29.05.11

A soja é o grão mais produzido no Brasil e um dos mais produzidos mundialmente, sendo conhecida a mais de 5000 anos na China. O uso dos produtos derivados da soja na alimentação nos últimos anos, em função da alta qualidade e teor protéico destes (36% no grão de soja a 80% na proteína isolada de soja). Dentre os derivados protéicos de soja, o farelo de soja é o ingrediente mais empregado em alimentos secos completos para cães, componde entre 5% a 20% da dieta.
No Brasil, a inclusão de derivados da soja nos alimentos comerciais para cães, associado às farinha de origem animal, tem possibilitado moderação entre os níveis desejados, equilíbrio de aminoácidos e redução do teor de macrominerais, como o cálcio e magnésio, das dietas. Esse fato é importante, uma vez que, em excesso, esses minerais podem causar anomalias ósseas nos cães, principalmente nos animais de raças grandes e gigantes. Entretanto, a presença de fatores antinutricionais na soja pode limitar a inclusão desse ingrediente na alimentação de cães, sendo necessário o correto processamento da soja para remoção desses fatores. Assim, serão comentadas a seguir algumas características da soja como fonte protéica para cães.

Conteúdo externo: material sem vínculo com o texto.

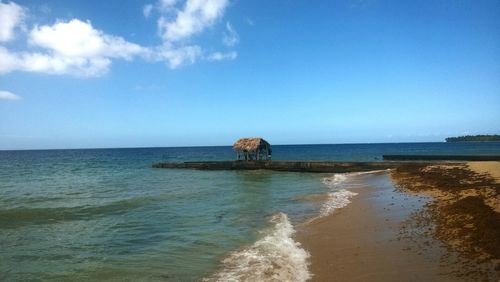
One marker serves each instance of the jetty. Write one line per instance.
(254, 153)
(292, 166)
(441, 158)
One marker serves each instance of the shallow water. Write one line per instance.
(79, 215)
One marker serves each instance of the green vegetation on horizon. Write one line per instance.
(474, 138)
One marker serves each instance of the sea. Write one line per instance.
(107, 215)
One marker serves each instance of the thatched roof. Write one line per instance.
(250, 144)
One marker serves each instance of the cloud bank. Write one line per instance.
(11, 16)
(75, 47)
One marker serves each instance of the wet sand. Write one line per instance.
(403, 226)
(363, 241)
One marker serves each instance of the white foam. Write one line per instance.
(336, 200)
(340, 197)
(274, 257)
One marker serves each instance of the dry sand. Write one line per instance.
(439, 225)
(364, 242)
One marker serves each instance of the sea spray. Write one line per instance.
(340, 196)
(274, 257)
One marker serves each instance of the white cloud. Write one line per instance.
(72, 47)
(79, 39)
(195, 16)
(176, 56)
(11, 16)
(167, 5)
(219, 56)
(6, 95)
(147, 10)
(75, 47)
(230, 38)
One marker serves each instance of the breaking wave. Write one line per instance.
(274, 257)
(340, 196)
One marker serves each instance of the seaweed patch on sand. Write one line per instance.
(463, 214)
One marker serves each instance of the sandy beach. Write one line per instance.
(415, 223)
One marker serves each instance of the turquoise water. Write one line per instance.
(86, 215)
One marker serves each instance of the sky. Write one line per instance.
(159, 73)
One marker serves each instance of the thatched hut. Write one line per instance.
(252, 149)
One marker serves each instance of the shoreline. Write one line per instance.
(362, 241)
(391, 234)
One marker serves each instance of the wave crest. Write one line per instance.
(275, 257)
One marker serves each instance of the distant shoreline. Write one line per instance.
(474, 138)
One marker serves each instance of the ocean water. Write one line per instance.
(106, 215)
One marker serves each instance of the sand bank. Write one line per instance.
(420, 222)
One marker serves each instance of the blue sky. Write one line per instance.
(83, 74)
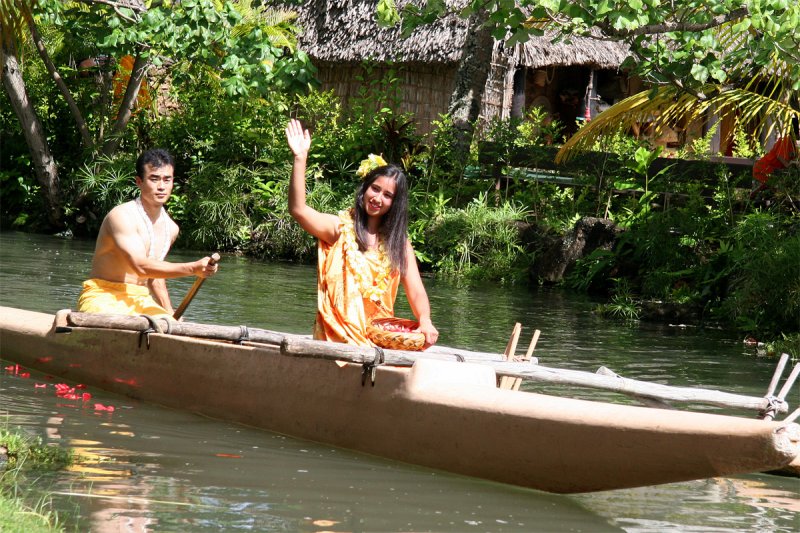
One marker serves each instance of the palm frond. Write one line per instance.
(667, 106)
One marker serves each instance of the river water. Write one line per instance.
(146, 468)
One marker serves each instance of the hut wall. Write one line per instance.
(422, 90)
(499, 89)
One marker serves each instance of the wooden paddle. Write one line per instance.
(195, 287)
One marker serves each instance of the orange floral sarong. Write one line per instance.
(353, 287)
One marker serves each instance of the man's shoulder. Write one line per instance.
(121, 208)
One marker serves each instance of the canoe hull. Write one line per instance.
(443, 415)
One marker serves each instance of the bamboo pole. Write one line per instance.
(511, 349)
(517, 382)
(776, 377)
(770, 412)
(539, 373)
(173, 327)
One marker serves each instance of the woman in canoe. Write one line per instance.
(364, 252)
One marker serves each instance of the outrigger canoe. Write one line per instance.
(437, 410)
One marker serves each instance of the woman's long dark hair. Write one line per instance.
(394, 224)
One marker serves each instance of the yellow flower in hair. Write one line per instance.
(369, 164)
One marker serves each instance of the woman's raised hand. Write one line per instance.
(298, 138)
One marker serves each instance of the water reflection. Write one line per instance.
(145, 468)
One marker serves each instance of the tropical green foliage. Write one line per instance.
(688, 42)
(479, 242)
(20, 456)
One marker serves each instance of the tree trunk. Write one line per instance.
(473, 71)
(44, 166)
(138, 72)
(86, 138)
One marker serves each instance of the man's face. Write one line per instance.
(156, 184)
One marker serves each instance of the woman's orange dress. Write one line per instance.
(353, 287)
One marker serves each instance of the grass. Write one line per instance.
(21, 453)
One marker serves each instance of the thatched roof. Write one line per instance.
(542, 52)
(346, 31)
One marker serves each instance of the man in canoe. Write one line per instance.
(128, 268)
(364, 252)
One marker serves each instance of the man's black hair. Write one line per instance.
(156, 158)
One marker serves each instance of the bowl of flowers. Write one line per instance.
(396, 334)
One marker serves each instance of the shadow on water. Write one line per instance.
(146, 468)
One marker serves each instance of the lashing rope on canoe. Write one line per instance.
(244, 335)
(153, 327)
(370, 368)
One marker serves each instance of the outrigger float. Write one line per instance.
(441, 408)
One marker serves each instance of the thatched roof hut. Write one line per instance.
(342, 35)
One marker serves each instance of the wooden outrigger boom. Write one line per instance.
(302, 346)
(425, 408)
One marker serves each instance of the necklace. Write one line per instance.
(371, 285)
(148, 224)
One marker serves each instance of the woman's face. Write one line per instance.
(378, 196)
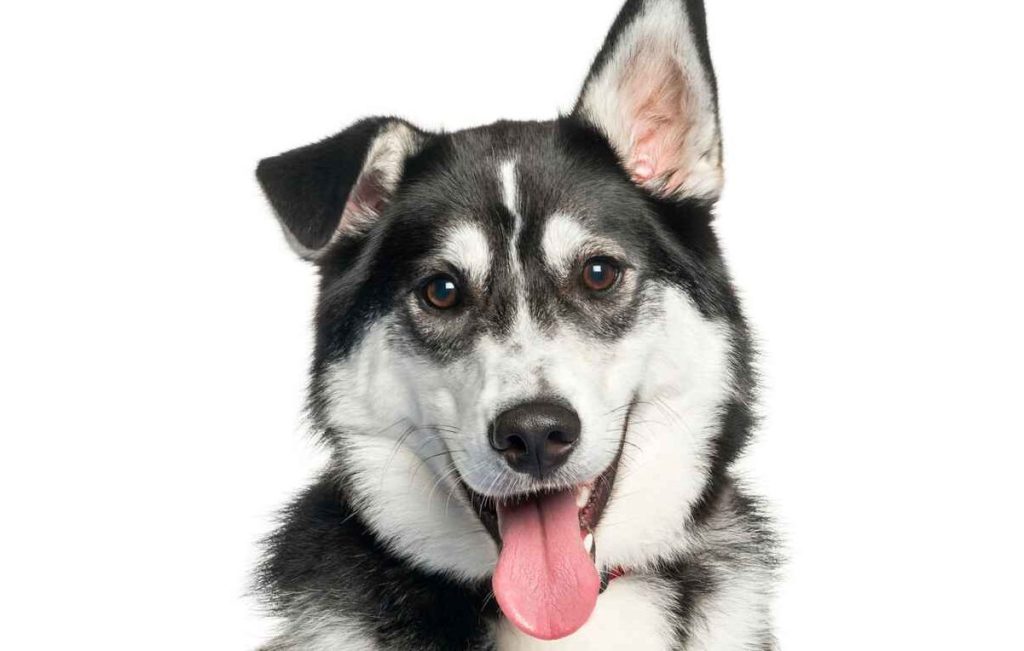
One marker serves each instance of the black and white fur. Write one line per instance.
(384, 551)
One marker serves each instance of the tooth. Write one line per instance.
(583, 496)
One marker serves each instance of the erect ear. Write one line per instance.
(337, 186)
(651, 90)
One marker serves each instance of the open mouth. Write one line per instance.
(546, 580)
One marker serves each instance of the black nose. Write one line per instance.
(536, 437)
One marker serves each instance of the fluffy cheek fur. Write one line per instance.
(412, 429)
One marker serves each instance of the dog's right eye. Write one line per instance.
(440, 292)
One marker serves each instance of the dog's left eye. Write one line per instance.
(440, 292)
(599, 274)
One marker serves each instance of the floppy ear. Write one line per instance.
(337, 186)
(651, 90)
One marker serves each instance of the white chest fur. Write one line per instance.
(632, 614)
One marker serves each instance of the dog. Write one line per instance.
(532, 373)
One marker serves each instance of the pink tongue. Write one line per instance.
(545, 581)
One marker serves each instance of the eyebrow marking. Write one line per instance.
(466, 247)
(563, 241)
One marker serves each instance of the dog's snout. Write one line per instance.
(536, 437)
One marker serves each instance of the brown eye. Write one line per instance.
(441, 292)
(599, 274)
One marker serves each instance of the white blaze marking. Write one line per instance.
(510, 196)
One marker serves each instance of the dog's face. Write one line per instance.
(529, 315)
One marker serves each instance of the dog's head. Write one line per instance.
(526, 340)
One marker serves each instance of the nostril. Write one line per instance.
(536, 437)
(515, 443)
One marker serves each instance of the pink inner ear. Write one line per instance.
(365, 201)
(656, 109)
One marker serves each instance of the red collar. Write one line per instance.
(608, 575)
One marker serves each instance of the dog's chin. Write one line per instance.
(590, 495)
(546, 580)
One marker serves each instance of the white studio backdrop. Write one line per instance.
(156, 327)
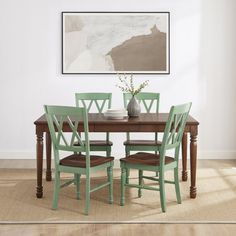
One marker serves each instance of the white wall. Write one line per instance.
(203, 36)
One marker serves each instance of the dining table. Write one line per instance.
(145, 122)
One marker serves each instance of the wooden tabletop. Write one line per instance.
(144, 118)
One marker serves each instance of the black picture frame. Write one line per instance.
(68, 35)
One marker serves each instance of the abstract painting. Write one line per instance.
(115, 42)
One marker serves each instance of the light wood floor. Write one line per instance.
(118, 229)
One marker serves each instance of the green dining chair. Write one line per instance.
(160, 163)
(61, 119)
(100, 102)
(150, 103)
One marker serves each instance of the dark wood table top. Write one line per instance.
(144, 118)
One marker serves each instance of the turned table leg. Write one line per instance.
(184, 157)
(48, 157)
(193, 165)
(39, 153)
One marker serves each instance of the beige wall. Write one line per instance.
(203, 36)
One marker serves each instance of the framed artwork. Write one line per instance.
(115, 42)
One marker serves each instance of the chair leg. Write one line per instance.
(87, 194)
(157, 171)
(140, 181)
(110, 180)
(127, 153)
(56, 190)
(77, 182)
(123, 178)
(108, 151)
(177, 190)
(162, 191)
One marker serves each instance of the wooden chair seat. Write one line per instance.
(144, 158)
(141, 143)
(98, 143)
(79, 160)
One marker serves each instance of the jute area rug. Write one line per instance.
(216, 200)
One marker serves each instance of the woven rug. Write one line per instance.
(216, 200)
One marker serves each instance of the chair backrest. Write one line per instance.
(149, 101)
(99, 101)
(174, 129)
(64, 118)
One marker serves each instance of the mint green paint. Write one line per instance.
(171, 140)
(56, 116)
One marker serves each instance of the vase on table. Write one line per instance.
(133, 107)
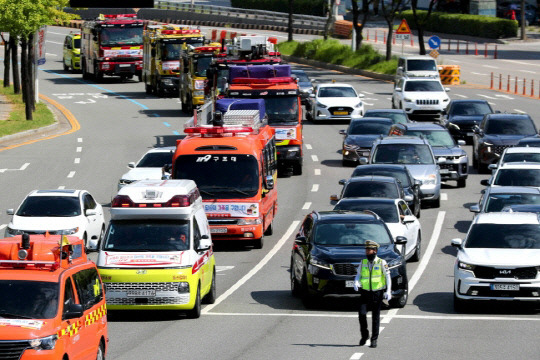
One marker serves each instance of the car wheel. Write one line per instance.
(195, 313)
(418, 248)
(210, 298)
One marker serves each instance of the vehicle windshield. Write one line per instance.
(515, 126)
(156, 159)
(350, 234)
(147, 236)
(470, 109)
(22, 299)
(517, 177)
(521, 157)
(504, 236)
(387, 211)
(202, 64)
(423, 86)
(397, 118)
(371, 189)
(496, 202)
(362, 127)
(334, 91)
(112, 36)
(436, 138)
(50, 206)
(401, 175)
(281, 109)
(402, 154)
(220, 176)
(421, 65)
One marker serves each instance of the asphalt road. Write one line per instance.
(255, 316)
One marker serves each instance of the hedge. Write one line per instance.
(306, 7)
(464, 24)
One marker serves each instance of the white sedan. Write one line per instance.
(59, 212)
(335, 101)
(397, 216)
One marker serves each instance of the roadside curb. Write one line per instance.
(65, 124)
(340, 68)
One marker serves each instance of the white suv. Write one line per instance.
(420, 97)
(498, 260)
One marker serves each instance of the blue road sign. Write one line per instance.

Vantagens e Desvantagens da Soja na Alimentação de Cães
Fatores antinutricionais da soja
O grão de soja apresenta alguns fatores antinutricionais, os quais podem prejudicar o aproveitamento dos nutrientes da dieta pelos animais. Os principais fatores antinutricionais da soja são as lectinas (também conhecidas como hemaglutininas) e os inibidores de proteases. As lectinas aglutinam às células intestinais, prejudicando a absorção de nutrientes. Já, os inibidores de proteases (inibidores de tripsina e quimotripsina), se ligam às enzimas digestivas tripsina e quimotripsina, impedindo que estas atuem sobre as proteínas, prejudicando a digestão protéica e a absorção dos aminoácidos da dieta.
Apesar do efeito deletério desses fatores antinutricionais, estes são desativados durante o processamento térmico da soja, não causando mais efeitos negativos aos animais após o tratamento térmico do grão. Entretanto, a presença de compostos termoestáveis no grão de soja, como as fibras solúveis (parte da hemicelulose e pectinas) e açúcares (rafinose, estaquiose e verbascose) também podem apresentar efeitos antinutricionais aos cães.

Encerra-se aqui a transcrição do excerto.